The square root of all measurements are required for comparisons
in the realm of matter. ...

Nope, this is not sufficient. A few vague words about square
roots and ASCII line-art drawings won't solve anything.


You really don't know what I'm talking about do you!


That's because the detailed presentation of physics is missing.

Let's summarize.
1. You claimed the incorrect speed of light was used for the
Pioneer analysis. I have actually analyzed Pioneer data - the
original Doppler data - and changing the speed of light by even
one part per million makes the solution worse, not better.
There is no better speed of light to use for Pioneer than "c."


No. I claimed that the speed of light and distance between the
sun and Pioneer spacecraft are not as you or I would observe
from our fixed observation point on earth. Both the speed of
light and linear measurements do alter because the depth of
dimension increases in a gravity well, beyond what we assume to
be the base of dimension. I have already demonstrated how this
works. But I know it's not easy to comprehend.

2. All radiometric data analysis is based on a detailed physics
model, which accounts for spacecraft trajectories, orbital
physics, and light propagation. The presented "zero origin
theory" is missing that, so there is no way it could prove or
disprove anything regarding the Pioneer results.


The theory misses nothing. You are basing all of your
measurements on what you assume is reality with a "seeing is
believing" approach. That will never work in the zero origin
universe. And that's why the anomaly exists.

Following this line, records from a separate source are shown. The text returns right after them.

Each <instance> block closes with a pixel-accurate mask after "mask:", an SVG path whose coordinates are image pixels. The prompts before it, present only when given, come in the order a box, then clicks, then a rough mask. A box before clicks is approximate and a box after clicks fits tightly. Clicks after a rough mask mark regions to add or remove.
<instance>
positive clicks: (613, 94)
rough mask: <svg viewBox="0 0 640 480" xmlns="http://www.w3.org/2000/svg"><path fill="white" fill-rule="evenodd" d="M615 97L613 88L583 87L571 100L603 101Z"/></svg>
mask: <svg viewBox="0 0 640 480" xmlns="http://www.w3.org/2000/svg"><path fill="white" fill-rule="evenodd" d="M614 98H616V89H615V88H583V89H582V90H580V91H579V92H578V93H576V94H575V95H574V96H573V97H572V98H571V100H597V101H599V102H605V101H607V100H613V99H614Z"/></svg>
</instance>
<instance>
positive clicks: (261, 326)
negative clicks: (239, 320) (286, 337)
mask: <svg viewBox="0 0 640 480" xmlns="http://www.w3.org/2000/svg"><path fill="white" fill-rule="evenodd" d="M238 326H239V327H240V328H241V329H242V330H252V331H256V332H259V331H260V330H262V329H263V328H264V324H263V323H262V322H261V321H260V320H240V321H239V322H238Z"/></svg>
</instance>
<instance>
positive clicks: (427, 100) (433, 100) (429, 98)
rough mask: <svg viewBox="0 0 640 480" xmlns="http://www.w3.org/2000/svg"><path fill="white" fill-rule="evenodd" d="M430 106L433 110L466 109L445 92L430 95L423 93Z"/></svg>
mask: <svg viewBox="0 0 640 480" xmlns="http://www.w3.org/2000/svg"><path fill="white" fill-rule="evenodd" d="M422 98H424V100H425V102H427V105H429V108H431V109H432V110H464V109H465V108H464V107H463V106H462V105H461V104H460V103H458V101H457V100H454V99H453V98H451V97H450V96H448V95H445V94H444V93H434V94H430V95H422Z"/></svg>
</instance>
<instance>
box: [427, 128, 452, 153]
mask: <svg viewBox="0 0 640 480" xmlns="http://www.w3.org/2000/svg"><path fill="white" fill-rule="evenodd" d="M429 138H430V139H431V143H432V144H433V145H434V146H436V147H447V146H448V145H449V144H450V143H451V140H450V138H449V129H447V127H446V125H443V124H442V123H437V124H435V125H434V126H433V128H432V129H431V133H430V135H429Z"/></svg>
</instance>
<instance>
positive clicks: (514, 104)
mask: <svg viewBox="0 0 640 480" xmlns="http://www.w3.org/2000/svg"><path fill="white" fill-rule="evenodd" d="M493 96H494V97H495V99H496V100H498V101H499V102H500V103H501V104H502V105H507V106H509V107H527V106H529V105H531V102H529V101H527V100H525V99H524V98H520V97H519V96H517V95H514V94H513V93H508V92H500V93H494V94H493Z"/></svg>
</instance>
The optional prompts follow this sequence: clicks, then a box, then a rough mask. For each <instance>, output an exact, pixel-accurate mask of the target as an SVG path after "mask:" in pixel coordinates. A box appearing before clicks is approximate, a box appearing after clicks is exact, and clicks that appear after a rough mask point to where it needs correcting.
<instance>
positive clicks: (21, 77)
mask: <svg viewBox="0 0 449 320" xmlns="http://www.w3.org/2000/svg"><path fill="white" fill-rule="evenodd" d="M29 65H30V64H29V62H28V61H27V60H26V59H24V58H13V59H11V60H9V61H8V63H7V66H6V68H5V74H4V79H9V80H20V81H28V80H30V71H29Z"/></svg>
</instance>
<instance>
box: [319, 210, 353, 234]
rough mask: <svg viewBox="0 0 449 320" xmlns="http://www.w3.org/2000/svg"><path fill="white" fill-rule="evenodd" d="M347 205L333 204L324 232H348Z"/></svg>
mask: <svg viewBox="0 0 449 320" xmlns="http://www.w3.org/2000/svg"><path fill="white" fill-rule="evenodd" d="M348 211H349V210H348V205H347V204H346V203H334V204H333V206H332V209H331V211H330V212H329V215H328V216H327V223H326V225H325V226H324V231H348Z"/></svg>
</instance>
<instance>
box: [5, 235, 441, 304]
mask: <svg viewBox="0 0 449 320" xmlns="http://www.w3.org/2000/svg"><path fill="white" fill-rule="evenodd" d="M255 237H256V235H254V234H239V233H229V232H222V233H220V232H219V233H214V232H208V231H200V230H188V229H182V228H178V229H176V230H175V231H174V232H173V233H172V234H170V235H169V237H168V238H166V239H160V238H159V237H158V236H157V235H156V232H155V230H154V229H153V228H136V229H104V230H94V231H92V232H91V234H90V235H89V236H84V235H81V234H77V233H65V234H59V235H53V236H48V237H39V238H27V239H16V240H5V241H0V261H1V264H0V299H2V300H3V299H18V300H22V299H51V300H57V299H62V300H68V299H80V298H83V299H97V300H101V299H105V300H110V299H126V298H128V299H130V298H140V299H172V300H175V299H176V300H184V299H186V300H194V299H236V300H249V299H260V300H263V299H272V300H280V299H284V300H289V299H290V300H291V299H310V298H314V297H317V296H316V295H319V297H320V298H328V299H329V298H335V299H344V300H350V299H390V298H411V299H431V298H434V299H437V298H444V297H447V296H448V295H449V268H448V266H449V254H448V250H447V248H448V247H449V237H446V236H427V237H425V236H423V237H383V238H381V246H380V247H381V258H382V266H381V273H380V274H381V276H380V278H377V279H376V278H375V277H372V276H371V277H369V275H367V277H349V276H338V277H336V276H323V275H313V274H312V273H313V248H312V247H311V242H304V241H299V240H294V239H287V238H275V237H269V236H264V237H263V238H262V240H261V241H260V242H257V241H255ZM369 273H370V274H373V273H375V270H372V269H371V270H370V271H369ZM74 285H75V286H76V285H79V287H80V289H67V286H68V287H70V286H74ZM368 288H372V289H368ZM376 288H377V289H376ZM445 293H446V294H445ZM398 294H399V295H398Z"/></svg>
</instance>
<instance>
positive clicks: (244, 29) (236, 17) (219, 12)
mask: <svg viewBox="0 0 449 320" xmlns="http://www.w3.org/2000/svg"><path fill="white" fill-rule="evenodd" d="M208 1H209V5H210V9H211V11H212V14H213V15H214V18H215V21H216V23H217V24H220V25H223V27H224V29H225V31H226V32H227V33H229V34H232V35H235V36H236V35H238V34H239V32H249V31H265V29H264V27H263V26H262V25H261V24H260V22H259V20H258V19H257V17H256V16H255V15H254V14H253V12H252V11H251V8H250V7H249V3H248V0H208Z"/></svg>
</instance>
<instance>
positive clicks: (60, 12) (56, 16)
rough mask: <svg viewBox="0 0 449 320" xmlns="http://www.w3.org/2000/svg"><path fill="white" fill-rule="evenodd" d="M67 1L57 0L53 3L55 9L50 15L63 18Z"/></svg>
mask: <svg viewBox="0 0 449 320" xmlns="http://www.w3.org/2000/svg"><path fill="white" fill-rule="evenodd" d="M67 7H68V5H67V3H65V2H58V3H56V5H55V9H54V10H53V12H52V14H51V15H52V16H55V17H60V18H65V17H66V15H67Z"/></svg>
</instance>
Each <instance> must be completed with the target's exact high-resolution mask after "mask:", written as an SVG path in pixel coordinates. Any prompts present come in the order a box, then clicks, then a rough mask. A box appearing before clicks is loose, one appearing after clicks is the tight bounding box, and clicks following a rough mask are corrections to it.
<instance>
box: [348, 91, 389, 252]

3. The "Pioneer curve," as you like to call it, is actually a
chart of a fitted acceleration parameter. It is based on the
assumption and question: IF all known physics is true, PLUS
there is an additional unexplained "constant" (*) spacecraft
acceleration, THEN what is the magnitude of the acceleration?
Using this model one obtains good fits to the data, and thus it
is possible to retrieve the acceleration parameter. If one
proposes to change the physics model, for example change the
speed of light, that destructively worsens the solution, by
factors of 1000x, and then it is no longer possible to retrieve
the acceleration parameter. It thus makes no sense to talk about
the "Pioneer curve."

And finally, let's recall that a paper from several years ago by
Turyshev et al, which I helped contribute to, did indeed find a
more mundane explanation to the Pioneer effect. When the thermal
effects were more carefully considered, it was then understood
that thermal emissions (and their associated radiation pressures)
could explain the Pioneer accelerations, to within the tolerances
of the thermal design.


I know your involvement wasn't intensive, but perhaps you could
enlighten me here.

This is a comment from one of your earlier posts:
-Anderson et al's work from 2002 and before did not reckon
-properly that amount and direction of the force, to the point
-of hand-waving.

Does that comment apply for Anderson's work as well? I hope not.

Followed by this:
-Later work like Turyshev et al (2012) had a "better" theoretical
-model which more closely matched the reality (more accurate
-physics more accurate input data).

More accurate physics? What can I say.
More accurate input data? If you consider breaking the spacecraft
up into, 3300 surface elements, 3700 nodes and 8700 linear
conductors as being more accurate, you are kidding yourself.
Breaking everything down into tiny elements is the worst
solution because that generates many thousands of places where
tiny compounding errors can go unnoticed.

Why on earth did they do that?

John Anderson thoroughly analyzed every individual component of
the spacecraft separately. Do you really think he was so far off
the mark that some computer simulation which is potentially
seriously error prone is more realistic?

Why has this potentially inaccurate analysis been so readily
accepted over Anderson's? I think it's ridiculous.